Optámos por ficar na esplanada, à
sombra. O tempo já não está muito convidativo para estas opções, mas na
frescura húmida da hora havia ainda uma réstia do calor sul-europeu para
saborear.
A escolha da comida foi fácil de
fazer, apontámos no cardápio as tradicionais febras e o bacalhau à Gomes de Sá.

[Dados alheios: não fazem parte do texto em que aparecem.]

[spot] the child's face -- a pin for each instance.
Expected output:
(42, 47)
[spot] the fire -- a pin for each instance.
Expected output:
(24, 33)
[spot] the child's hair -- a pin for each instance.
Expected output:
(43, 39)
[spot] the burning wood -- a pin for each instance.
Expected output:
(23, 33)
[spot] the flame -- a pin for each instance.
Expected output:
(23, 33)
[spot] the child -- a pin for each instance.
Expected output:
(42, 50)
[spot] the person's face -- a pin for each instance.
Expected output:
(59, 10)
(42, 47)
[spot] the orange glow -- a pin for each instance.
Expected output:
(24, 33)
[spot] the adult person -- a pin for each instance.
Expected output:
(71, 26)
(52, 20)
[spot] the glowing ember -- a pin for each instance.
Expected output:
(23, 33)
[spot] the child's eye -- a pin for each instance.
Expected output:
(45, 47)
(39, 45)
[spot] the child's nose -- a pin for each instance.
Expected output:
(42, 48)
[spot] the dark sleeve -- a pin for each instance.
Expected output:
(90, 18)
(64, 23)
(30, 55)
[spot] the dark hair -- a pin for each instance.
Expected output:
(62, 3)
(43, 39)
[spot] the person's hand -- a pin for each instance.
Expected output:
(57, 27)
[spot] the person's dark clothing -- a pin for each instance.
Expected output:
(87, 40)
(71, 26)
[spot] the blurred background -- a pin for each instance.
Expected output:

A Marisa Matias, com a-propósito, trouxe a história da origem dos pastéis de
bacalhau. Pegando as azeitonas, falámos doutras coisas, no fundo, aperitivos
trocados entre gente que se sentia ali bem, naquela mesa, com a presença dos
outros convivas.
O almoço aconteceu como todos
queríamos que acontecesse: sem pressas e sem delongas demasiadas, com a
conversa a fluir tranquilamente entre coisas mais sérias, outras mais
pitorescas, outras ainda mais pessoais. “Ó
Marisa, se continua assim, vou dar o dito por não dito e, afinal, vou deixar
que algum dos meus alunos faça o trabalho monográfico consigo! Já disse agora
tanta coisa que não está no trabalho da Daniela do ano passado que dá para
fazer um trabalho novo inteirinho!...”
Repetiam-se risos entre garfadas;
repunha-se o vinho nos copos, sem nunca os encher, assim controlando qualquer
eventual excesso, que a boa disposição, quase disfórica, tornava tentador.

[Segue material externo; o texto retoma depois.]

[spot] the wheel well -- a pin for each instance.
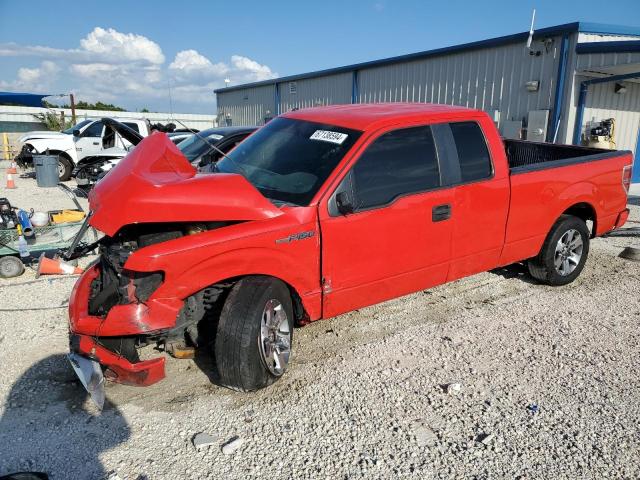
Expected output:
(222, 287)
(60, 153)
(585, 212)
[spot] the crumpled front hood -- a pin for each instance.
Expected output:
(155, 183)
(104, 155)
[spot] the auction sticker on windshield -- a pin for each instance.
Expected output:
(328, 136)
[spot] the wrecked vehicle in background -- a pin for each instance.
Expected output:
(320, 212)
(72, 145)
(201, 149)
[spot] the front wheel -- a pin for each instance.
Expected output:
(255, 330)
(563, 253)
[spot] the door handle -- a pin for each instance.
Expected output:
(441, 212)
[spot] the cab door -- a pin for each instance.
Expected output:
(481, 199)
(386, 229)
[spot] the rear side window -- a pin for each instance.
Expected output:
(397, 163)
(132, 126)
(475, 163)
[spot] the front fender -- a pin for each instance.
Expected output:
(251, 261)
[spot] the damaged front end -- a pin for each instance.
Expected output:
(113, 311)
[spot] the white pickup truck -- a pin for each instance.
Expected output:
(73, 144)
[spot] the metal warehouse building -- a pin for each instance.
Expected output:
(572, 77)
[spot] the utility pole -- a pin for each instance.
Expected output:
(73, 108)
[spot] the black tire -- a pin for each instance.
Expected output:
(543, 266)
(238, 351)
(65, 168)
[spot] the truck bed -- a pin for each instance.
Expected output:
(524, 156)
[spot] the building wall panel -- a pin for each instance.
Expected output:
(310, 92)
(488, 79)
(602, 102)
(250, 106)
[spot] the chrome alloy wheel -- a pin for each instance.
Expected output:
(275, 337)
(568, 252)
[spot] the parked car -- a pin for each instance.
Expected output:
(93, 167)
(177, 137)
(73, 144)
(198, 151)
(320, 212)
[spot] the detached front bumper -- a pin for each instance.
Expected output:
(134, 319)
(118, 368)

Também, por vezes, como já o dei a entender, franziam-se os rostos, o presente
e o futuro de Portugal e do Mundo não deixam ilusões de esperanças e
entusiasmos. O único caminho é a solidariedade empenhada, o resto… O resto tem
de trazer qualquer coisa de bom, não pode ser de outra maneira!
Sem que fosse intencionado ou
antecipado, quando o almoço caminhava já para o desenlace que todos os almoços
têm, emergiu um momento criado em efeito direto da ambiência afetiva que a
Marisa, a Ana, o Flávio, o Acúrcio e eu mesmo alimentávamos. Numa carinhosa cumplicidade
silenciosa, quase instintiva, entre os mais velhos, o Flávio recebeu,
convergindo em uníssono, os olhares de todos os seus companheiros de mesa: ele
nunca saiu de Portugal e naquele instante ele foi confrontado com a confirmada
possibilidade de o fazer – a Bruxelas, no final de janeiro de 2014, com alguns
parceiros da bela jornada da manhã. Foi um momento que nos deixou a todos
profundamente contentes!
Até que chegou o momento das
teimas de quem pagaria o almoço. O Acúrcio, o vizinho mais próximo destes
lugares, com outra cumplicidade – neste caso, a do empregado do restaurante –
levou, como de costume, a melhor.
Enquanto o momento das contas
decorria, uma senhora – como nos habituámos, por tradição, dizer: uma velhinha
– aproximou-se da mesa. A Marisa e a Ana, uma dum lado da mesa e a outra do
outro lado, eram as que estavam do lado de fora, em mais imediato contacto com
o espaço público para lá da esplanada. A senhora idosa chegou-se à cabeceira da
mesa e exibiu numa pequena cesta de vime alguns produtos – uma ou duas embalagens
de chá e outras tantas de folhas de louro, um frasco de mel, e mais uma ou
outra coisa; no seu braço esquerdo, pendurados, alguns trabalhos, toscos, em lã
– pegas de cozinha, quase todos.
A senhora agarrou no pequeno
frasco de mel, exibiu-o-nos e perguntou se algum de nós queria comprar aquilo.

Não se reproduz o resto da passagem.